Quartier Libre : Comment fait-on pour analyser les rêves ?

Tore Nielsen : C’est un créneau particulier, dans le sens où on fait l’interprétation des rêves, mais pas la psychothérapie par les rêves. Nous avons un laboratoire avec lequel on va mesurer le sommeil avec la polysomnographie. C’est-à-dire qu’on pose des électrodes sur le crâne et sur le visage, pour mesurer les mouvements oculaires.
On veut aussi mesurer les électroencéphalogrammes (EEG) sur certains muscles. On s’intéresse à la mesure de mouvements très subtils durant le sommeil, comme les gémissements, les mouvements du visage et le rythme cardiaque. C’est une approche assez standard pour déterminer les différents stades de sommeil du patient et pour savoir quelles ondes de quelles régions du cerveau sont liées au rappel de rêve, soit la capacité du patient à se rappeler de son rêve.

Q. L. : Pourquoi est-ce difficile de se souvenir de nos rêves le matin ?

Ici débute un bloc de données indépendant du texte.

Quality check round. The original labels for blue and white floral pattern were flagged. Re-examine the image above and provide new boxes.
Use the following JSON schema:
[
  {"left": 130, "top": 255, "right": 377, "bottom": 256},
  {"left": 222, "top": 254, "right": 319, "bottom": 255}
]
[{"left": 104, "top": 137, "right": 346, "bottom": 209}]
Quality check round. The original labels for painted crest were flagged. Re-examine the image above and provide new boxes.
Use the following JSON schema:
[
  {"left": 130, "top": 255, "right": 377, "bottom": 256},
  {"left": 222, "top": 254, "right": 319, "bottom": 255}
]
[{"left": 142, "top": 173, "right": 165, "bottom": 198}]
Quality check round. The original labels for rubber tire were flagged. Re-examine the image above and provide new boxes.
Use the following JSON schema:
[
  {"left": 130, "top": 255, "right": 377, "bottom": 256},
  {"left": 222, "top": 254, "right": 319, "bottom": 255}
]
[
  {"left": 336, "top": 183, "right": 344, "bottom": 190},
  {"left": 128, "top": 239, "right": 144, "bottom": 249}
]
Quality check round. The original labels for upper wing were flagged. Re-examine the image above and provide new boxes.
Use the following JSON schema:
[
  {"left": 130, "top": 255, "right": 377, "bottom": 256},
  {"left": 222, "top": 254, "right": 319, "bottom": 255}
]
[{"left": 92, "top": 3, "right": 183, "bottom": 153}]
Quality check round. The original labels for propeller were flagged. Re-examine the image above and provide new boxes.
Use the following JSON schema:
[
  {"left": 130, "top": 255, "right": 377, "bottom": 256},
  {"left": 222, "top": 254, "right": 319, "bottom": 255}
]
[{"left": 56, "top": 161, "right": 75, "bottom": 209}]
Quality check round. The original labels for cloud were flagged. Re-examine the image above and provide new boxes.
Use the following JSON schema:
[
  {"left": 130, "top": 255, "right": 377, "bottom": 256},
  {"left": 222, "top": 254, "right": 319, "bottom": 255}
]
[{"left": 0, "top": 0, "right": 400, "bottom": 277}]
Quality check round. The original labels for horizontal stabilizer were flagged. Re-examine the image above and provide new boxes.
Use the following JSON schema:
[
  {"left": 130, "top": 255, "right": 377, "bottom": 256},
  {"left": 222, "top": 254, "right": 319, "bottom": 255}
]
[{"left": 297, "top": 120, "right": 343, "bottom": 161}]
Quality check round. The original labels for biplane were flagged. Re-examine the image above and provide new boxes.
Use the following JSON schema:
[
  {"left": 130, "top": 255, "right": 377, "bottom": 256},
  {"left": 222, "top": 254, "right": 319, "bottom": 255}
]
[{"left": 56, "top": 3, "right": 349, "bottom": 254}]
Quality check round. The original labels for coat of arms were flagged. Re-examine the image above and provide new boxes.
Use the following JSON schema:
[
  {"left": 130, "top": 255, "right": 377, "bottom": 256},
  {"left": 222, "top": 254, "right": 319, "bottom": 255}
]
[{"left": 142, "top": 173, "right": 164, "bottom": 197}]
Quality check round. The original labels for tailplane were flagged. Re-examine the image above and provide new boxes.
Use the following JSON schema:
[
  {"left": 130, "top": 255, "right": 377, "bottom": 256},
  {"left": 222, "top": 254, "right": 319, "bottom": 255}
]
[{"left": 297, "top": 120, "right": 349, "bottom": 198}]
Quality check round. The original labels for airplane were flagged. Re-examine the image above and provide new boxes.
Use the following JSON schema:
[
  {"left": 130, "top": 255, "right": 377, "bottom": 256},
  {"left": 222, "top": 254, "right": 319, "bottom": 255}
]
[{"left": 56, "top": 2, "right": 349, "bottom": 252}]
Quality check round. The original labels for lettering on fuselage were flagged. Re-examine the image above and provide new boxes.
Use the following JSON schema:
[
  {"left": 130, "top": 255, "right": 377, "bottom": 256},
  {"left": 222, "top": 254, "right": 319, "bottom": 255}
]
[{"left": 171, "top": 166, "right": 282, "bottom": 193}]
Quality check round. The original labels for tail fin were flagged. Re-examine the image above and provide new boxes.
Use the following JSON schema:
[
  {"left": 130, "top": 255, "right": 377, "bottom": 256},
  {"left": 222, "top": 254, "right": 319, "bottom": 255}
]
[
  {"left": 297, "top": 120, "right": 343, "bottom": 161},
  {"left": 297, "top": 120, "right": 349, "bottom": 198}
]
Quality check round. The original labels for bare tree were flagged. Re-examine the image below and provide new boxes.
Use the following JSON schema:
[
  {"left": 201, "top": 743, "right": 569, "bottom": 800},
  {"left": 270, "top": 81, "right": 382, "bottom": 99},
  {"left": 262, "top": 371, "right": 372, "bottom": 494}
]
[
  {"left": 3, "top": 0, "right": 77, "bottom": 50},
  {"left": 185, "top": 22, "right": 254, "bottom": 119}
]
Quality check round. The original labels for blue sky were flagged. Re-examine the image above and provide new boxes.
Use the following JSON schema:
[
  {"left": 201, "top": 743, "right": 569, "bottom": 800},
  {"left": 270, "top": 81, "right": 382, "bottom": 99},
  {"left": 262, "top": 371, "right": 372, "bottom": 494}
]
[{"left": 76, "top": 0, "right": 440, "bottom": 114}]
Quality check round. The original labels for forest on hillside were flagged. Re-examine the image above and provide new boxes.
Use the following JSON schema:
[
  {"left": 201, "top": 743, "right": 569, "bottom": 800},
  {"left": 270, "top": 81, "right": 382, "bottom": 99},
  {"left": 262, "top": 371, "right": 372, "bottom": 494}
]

T. N. : Il y a plusieurs facteurs qui influencent si on se souvient ou non de nos rêves. Ça dépend, entre autres, du stade où l’on se réveille. Si, par exemple, on dort six heures ou moins, on risque de se réveiller dans le non-MOR (mouvement occulaire rapide). Et si on se réveille dans cette période-là, on a plus de misère à se rappeler de ses rêves. Si on veut vraiment augmenter le rappel des rêves, je conseille au patient de dormir une demi-heure de plus ou de moins, pour se réveiller dans une période de MOR. Au laboratoire, on réveille les patients en MOR et 90 % du temps, ils se souviennent très bien de leurs rêves.

Q. L. : Considérez-vous les cauchemars comme une maladie ?

T. N. : Je fais souvent l’analogie avec la douleur : si on a une douleur au dos, est-ce que c’est une maladie ? Ça peut être une maladie si ça interrompt les activités. C’est la même chose pour les personnes qui font des cauchemars. Il existe des cas de stress post-traumatique. Il s’agit des gens ayant subi un trauma et qui en font un cauchemar récurrent. Ceux-là ont besoin d’un traitement. Il y a tout un spectre entre cauchemars quotidiens et cauchemars post-traumatiques. Certains ne veulent pas traiter leur cauchemar, parce que c’est une source d’inspiration pour leur métier. Les artistes, les écrivains aiment leurs cauchemars bien qu’ils les dérangent.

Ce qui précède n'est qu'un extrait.